The idea of a painting’s history becoming apparent through familiarity, quotation, or use of
borrowed images is also a theme that runs through the exhibit. Philadelphia painter Rebecca Rutstein,
whose use of undersea mapping and other geological imagery has earned attention for her earlier
works, turns her eye to space exploration in a new body of work. Spatial images – those of black
holes in outer space as well as the spiritual spaces of 16th century Italian paintings (such as Antonio da
Correggio’s Assumption of the Virgin ) – have influenced New York painter Ryan McGinness, creating
a swirling confluence of past and future. Others in the exhibit wear their historical connections in more
general and allusive ways. New Yorker Leslie Wayne writes of her fascination with 19th century
Romantic landscape painters and how their awe before nature is translated into materials-rich
abstraction in her practice. It is the history of painting’s use of figuration that inspires Matthew Fischer
(another New Yorker), whose aim is to make “abstract paintings that have the pictorial grip of
representational paintings: the grip of figure/ground relationships, the grip of volume and atmosphere
within imaginary space.” Graeme Todd, of Edinburgh, Scotland, also notes that his “way into art
wasn’t through nature, it was through art” and discusses the way ideas suggested by German
Renaissance etchings crop up in his taut, layered abstractions.
The value of layering as a means of communicating a painting’s history is also recognized by
Philadelphia painter Charles Burwell, whose compositions layer linear, labyrinthine, and biomorphic
imagery.

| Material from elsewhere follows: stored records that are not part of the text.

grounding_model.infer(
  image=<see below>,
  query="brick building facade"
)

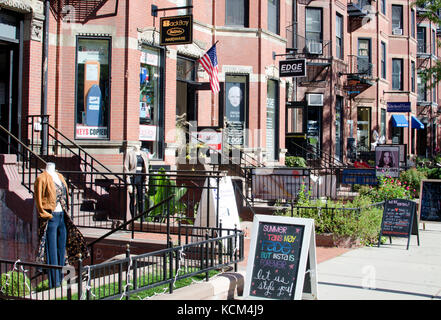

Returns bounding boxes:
[0,0,439,170]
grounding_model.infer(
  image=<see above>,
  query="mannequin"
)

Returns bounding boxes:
[124,144,150,218]
[34,162,88,288]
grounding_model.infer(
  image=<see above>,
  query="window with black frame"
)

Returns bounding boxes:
[225,0,249,28]
[305,8,323,55]
[392,59,404,90]
[225,75,248,146]
[266,80,279,161]
[139,46,164,159]
[267,0,280,34]
[75,37,111,139]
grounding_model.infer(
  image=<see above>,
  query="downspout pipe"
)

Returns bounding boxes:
[40,0,50,156]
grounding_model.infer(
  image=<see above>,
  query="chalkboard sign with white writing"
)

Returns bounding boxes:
[419,180,441,222]
[378,199,419,248]
[245,215,316,300]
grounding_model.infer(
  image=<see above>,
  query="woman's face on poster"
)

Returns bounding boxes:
[383,151,392,166]
[228,86,242,107]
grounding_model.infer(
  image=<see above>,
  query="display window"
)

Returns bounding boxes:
[225,75,248,146]
[139,46,163,159]
[75,37,110,139]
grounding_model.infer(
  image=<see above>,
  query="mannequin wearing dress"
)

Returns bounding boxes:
[124,144,149,218]
[45,162,67,288]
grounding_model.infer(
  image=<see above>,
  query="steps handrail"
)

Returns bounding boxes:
[0,125,46,165]
[87,195,175,247]
[27,115,125,182]
[290,141,346,167]
[184,129,265,167]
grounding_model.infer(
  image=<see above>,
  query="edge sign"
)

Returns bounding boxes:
[159,15,193,46]
[279,59,306,77]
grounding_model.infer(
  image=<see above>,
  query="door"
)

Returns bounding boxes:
[0,42,19,153]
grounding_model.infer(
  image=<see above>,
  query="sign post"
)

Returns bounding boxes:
[160,15,193,46]
[244,215,318,300]
[418,179,441,223]
[279,59,306,77]
[378,199,420,250]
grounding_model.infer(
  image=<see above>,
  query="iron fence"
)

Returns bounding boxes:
[245,167,377,204]
[61,171,223,233]
[0,228,244,300]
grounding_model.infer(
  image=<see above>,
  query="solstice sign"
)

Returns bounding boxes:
[244,215,317,300]
[159,15,193,46]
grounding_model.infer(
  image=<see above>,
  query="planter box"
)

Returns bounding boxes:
[315,233,362,248]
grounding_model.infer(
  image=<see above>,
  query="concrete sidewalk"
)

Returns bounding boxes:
[152,223,441,300]
[317,223,441,300]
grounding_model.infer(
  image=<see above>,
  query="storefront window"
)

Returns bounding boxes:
[75,38,110,139]
[225,75,247,146]
[357,107,371,151]
[139,47,162,159]
[266,80,279,161]
[286,108,304,133]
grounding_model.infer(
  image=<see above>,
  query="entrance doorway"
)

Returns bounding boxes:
[0,10,23,153]
[0,41,21,153]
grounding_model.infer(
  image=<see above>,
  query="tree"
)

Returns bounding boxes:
[412,0,441,87]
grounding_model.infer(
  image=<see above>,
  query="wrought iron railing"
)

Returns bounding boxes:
[0,228,244,300]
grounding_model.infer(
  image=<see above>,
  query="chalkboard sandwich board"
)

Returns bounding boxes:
[418,179,441,222]
[244,215,317,300]
[378,199,420,249]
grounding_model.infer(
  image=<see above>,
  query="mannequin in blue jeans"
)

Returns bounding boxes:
[46,163,67,288]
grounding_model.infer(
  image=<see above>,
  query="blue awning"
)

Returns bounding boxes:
[412,116,424,129]
[392,114,409,128]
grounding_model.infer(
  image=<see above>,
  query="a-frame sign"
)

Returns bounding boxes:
[244,215,318,300]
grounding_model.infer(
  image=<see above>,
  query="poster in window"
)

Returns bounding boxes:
[375,145,400,177]
[225,82,245,145]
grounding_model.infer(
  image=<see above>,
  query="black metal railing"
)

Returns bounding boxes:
[347,55,374,79]
[0,228,244,300]
[78,230,244,300]
[0,125,46,193]
[245,167,377,204]
[0,259,75,300]
[286,32,332,59]
[289,141,347,167]
[27,115,124,183]
[60,170,223,233]
[181,125,265,177]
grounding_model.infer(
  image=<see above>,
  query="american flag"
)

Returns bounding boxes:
[199,44,220,93]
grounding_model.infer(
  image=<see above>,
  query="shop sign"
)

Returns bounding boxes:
[279,59,306,77]
[159,15,193,46]
[191,130,222,151]
[139,125,157,141]
[76,125,108,139]
[387,102,411,112]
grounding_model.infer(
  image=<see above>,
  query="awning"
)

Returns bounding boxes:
[412,116,424,129]
[392,114,409,128]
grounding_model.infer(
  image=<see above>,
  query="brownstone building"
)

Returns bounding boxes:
[0,0,439,170]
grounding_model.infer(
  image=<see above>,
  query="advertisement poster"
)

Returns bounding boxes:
[375,145,400,178]
[225,82,245,145]
[76,125,108,139]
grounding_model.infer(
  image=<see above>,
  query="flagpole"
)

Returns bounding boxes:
[185,40,219,76]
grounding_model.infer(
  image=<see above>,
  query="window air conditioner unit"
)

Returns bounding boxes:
[392,28,403,36]
[307,41,323,54]
[306,93,323,107]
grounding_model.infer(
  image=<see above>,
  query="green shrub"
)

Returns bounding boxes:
[284,195,383,245]
[0,271,31,297]
[285,157,308,168]
[400,168,427,198]
[359,176,415,203]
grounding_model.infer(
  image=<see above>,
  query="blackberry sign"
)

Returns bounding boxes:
[160,15,193,46]
[279,59,306,77]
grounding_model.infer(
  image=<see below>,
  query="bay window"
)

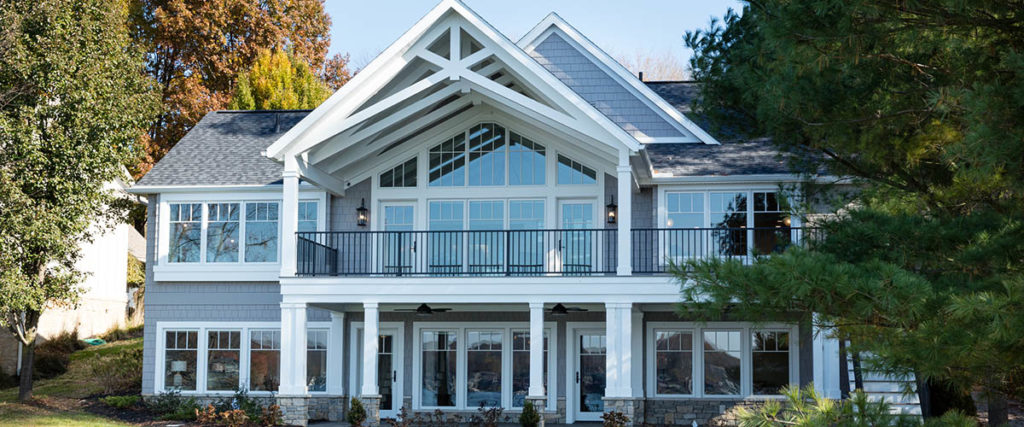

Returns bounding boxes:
[249,330,281,391]
[646,322,800,397]
[206,331,242,391]
[167,203,203,262]
[164,331,199,391]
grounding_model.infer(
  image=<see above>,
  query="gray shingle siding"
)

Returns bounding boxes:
[137,111,308,186]
[530,34,684,137]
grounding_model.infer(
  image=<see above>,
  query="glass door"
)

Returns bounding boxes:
[378,203,416,275]
[558,201,596,274]
[574,330,608,421]
[354,328,402,418]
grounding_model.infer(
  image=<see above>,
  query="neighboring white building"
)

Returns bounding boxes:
[131,0,868,425]
[0,176,145,375]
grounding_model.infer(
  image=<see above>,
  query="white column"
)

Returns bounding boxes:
[526,302,545,397]
[361,302,380,396]
[281,156,299,277]
[604,302,622,397]
[615,151,633,275]
[327,311,345,396]
[279,302,306,396]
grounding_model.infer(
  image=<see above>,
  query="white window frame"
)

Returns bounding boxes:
[644,322,801,399]
[154,186,328,282]
[152,322,329,396]
[413,322,558,413]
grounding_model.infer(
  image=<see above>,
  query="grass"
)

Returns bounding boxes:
[0,338,142,401]
[0,337,142,421]
[0,402,130,421]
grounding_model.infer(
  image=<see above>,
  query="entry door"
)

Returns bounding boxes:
[378,203,416,275]
[574,330,608,421]
[353,328,402,418]
[558,201,597,274]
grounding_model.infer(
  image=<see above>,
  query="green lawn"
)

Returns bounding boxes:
[0,402,130,427]
[0,338,142,427]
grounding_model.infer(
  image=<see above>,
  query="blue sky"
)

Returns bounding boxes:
[326,0,742,68]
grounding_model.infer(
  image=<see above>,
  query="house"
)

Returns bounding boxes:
[123,0,856,425]
[0,176,145,375]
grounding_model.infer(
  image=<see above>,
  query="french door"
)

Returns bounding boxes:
[572,329,608,421]
[352,324,403,418]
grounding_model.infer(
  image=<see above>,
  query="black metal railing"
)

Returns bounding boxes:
[297,228,617,276]
[631,227,820,274]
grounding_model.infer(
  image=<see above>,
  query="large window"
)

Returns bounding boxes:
[380,157,416,188]
[466,331,502,408]
[654,330,693,394]
[246,202,280,262]
[646,322,799,397]
[420,331,459,407]
[206,203,239,262]
[512,331,548,408]
[249,330,281,391]
[206,331,242,391]
[751,331,790,394]
[167,203,203,262]
[164,331,199,391]
[306,329,329,391]
[423,123,552,187]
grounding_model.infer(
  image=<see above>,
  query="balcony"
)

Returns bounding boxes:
[296,227,817,277]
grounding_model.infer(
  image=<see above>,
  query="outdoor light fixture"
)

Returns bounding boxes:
[355,199,370,227]
[605,196,618,224]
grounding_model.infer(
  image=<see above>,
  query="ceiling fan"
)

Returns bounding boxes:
[395,304,452,315]
[551,303,590,315]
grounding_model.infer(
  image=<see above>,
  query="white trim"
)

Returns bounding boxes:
[150,321,336,396]
[643,322,800,399]
[518,12,720,145]
[348,322,406,418]
[413,322,558,412]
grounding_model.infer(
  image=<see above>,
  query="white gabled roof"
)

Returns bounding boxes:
[518,12,719,144]
[266,0,642,164]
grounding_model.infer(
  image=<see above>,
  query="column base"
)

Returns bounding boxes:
[526,396,558,427]
[359,394,381,427]
[278,395,309,426]
[603,397,644,426]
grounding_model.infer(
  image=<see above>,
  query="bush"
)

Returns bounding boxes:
[99,325,142,342]
[99,394,140,410]
[345,397,367,427]
[146,391,199,421]
[89,348,142,394]
[519,400,541,427]
[736,385,978,427]
[601,411,630,427]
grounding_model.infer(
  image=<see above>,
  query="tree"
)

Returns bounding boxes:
[132,0,331,175]
[0,0,159,400]
[228,49,331,110]
[676,0,1024,419]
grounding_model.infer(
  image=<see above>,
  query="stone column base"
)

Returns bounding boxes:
[359,394,381,427]
[278,396,309,426]
[528,396,557,427]
[604,397,644,426]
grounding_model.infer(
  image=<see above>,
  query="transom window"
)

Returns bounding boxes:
[428,123,548,186]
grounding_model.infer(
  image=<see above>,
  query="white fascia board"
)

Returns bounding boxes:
[266,0,456,160]
[445,0,642,153]
[518,12,720,144]
[128,181,319,195]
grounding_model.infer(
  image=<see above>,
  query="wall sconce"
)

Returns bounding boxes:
[605,196,618,224]
[355,199,370,227]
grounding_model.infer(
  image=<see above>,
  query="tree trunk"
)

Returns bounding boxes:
[17,340,36,401]
[988,391,1010,427]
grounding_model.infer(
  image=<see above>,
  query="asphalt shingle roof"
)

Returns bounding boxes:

Though his works are rich in cultural and historical associations, Burwell is primarily
concerned with a painting’s construction, and as such, his works are records of their own imagining,
difficult to pin down using language. Los Angeles artist Joe Goode’s long career of exploring various
media and images approaches layering in a different way – calling up and revisiting images from his
past through photography and self-quotation. “As an artist, you’re always creating your own history,”
Goode said in a 2008 gallery lecture. Painter Thomas Nozkowski (New York) also creates work
that evades language in its pictorial complexity and richness. Talking about his paintings with writer
Francine Prose in an interview, Nozkowski remarked:
The central fact of our lives, of any artist’s life, are the thousands upon thousands of
hours we spend alone staring at these damn things, thinking about them. We sit there,
and these things just go on, and on, and on. Everything in the world ties into them,
everything that’s crossed your mind while you’re working on it. And, if somebody
could just get a sense of that fullness in a work of art, it’s working, you’re on the right
track.
This notion – that “everything in the world ties into them, everything that’s crossed [an artist’s]
mind” seems central to the exhibit as an opportunity to look at abstract painting as a means of
exploring the history of objects and artists.